Andy Taylor: Now I looked up the records, the old sheriff’s records and hospital records and such as that for the past 87 years and do you know what?
Jedediah Wakefield: What?
Andy Taylor: There ain’t never been nary a Wakefield or Carter that was so much as even hit.
Jedediah Wakefield: Well it ain’t because we wasn’t tryin’.
Mr. Carter: Dang Wakefields keep movin’ around.
Andy proposes a duel to end the feud ….
Andy Taylor: Ready, One… Fellas, you’re supposed to walk when I start countin’.
Mr. Carter: Well, a fella’s legs gets mighty heavy.
Jedediah Wakefield: Yeah, everybody knows a fella gets our age, the first thing that goes is his legs.
Andy Taylor: Well it’s just a short walk and it’s the last time you’ll be a usin’ them.
But both men run off rather than take the chance of getting killed. In the end, Andy marries Josh and Hannah at gunpoint.
Andy interprets Romeo and Juliet
Opie Taylor: What’s a soliloquy?
Andy Taylor: Well a soliloquy is where you kind of look away off and kinda talk to yourself.
Opie Taylor: Oh.
Andy Taylor: They used to do that a whole lot back then. You do it today and somebody will take you away.
Andy Taylor: [explaining Romeo and Juliet to Opie] And Juliet said ‘Romeo, Romeo, where art thou Romeo?’ And Romeo said ‘well I’m right ‘tchere!’

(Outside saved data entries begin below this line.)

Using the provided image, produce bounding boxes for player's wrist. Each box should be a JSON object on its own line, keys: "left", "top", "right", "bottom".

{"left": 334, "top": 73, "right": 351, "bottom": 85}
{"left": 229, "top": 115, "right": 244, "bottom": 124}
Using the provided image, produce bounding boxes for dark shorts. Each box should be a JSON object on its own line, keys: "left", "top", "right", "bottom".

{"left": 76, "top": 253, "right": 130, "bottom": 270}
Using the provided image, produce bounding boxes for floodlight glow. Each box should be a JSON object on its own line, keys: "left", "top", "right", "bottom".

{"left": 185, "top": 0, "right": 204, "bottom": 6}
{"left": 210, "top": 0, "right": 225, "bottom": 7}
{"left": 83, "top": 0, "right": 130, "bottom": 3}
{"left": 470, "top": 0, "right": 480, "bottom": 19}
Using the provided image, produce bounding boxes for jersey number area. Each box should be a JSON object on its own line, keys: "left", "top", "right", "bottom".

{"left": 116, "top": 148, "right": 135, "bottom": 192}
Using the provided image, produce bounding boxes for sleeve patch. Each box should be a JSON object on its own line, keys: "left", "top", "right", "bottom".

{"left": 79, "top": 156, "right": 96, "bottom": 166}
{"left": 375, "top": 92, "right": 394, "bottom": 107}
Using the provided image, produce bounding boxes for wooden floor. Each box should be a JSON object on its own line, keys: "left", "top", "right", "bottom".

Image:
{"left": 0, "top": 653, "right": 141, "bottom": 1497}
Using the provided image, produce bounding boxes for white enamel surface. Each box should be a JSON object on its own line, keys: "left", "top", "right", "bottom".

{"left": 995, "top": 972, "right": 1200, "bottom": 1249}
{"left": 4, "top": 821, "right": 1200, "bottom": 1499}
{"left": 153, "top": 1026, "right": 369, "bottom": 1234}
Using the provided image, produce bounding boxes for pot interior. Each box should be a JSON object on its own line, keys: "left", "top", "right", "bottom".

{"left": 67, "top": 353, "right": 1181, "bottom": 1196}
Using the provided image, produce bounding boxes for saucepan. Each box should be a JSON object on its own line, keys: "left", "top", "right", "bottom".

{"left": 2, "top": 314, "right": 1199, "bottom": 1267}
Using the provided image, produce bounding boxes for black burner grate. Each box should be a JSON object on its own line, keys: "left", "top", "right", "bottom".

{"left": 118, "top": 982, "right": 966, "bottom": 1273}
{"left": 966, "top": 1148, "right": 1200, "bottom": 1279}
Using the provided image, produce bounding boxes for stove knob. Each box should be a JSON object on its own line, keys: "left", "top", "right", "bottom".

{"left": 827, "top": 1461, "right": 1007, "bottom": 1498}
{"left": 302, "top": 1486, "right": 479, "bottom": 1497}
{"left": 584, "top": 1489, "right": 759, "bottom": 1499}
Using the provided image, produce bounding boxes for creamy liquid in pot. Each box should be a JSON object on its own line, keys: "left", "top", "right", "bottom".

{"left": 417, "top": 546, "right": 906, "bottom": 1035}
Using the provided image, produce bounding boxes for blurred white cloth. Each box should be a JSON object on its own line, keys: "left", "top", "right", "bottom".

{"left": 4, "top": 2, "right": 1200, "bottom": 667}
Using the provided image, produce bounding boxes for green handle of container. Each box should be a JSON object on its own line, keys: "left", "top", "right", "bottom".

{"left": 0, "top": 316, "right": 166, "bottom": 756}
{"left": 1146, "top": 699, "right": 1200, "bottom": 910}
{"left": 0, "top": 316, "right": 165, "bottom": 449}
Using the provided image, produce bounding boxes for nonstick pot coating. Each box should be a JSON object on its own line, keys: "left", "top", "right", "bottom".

Andy Taylor: Goodbye, goodbye. Partin’ is such sweet sorrow that I would say goodbye till it be morrow.
Opie Taylor: What’s THAT mean?
Andy Taylor: Well, that means I’d love to set and jaw with ya awhile longer, but I got to be a-movin’ on.
Cast of characters
- Andy Griffith (A Face in the Crowd, Matlock) … Andy Taylor
- Ron Howard (The Music Man) … Opie Taylor
- Frances Bavier (The Stooge, The Day the Earth Stood Still) … Aunt Bee Taylor
- Arthur Hunnicutt (Cat Ballou) … Jedediah Wakefield
- Chubby Johnson (Calamity Jane) … Mr. Carter
- Karyn Kupcinet (The Ladies Man, Little Shop of Horrors) … Hannah Carter (as Tammy Windsor)

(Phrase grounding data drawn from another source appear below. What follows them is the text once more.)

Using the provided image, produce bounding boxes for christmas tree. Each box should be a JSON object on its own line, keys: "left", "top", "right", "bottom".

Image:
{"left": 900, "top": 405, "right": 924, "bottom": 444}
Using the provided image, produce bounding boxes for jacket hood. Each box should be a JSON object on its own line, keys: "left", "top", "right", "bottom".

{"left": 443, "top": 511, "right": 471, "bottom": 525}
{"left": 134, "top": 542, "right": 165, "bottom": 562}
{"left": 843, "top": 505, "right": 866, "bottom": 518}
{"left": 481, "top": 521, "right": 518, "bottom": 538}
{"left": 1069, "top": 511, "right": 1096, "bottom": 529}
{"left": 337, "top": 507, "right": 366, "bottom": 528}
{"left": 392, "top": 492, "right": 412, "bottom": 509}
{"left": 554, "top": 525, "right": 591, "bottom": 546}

- Claude Johnson (Adam-12, Space Raiders) … Josh Wakefield
- This episode incorporates Andy Griffith’s humorous monologue retelling the story of Romeo and Juliet, much like his story “What It Was, Was Football.” Both routines appeared on his 1958 album “Just for Laughs.”
- Andy shooting a pistol isn’t the only time in the series he shot a gun. He fired a pistol in the air in The Gentleman Crook episode and fired at a station wagon in Aunt Bee Takes a Job. Also he shoots a shotgun in The Perfect Female episode shooting skeet against Thelma Lou’s cousin.
- Frances Bavier (Aunt Bee) and Chubby Johnson (Mr Carter) both appeared with James Stewart in “Bend of the River” (1952).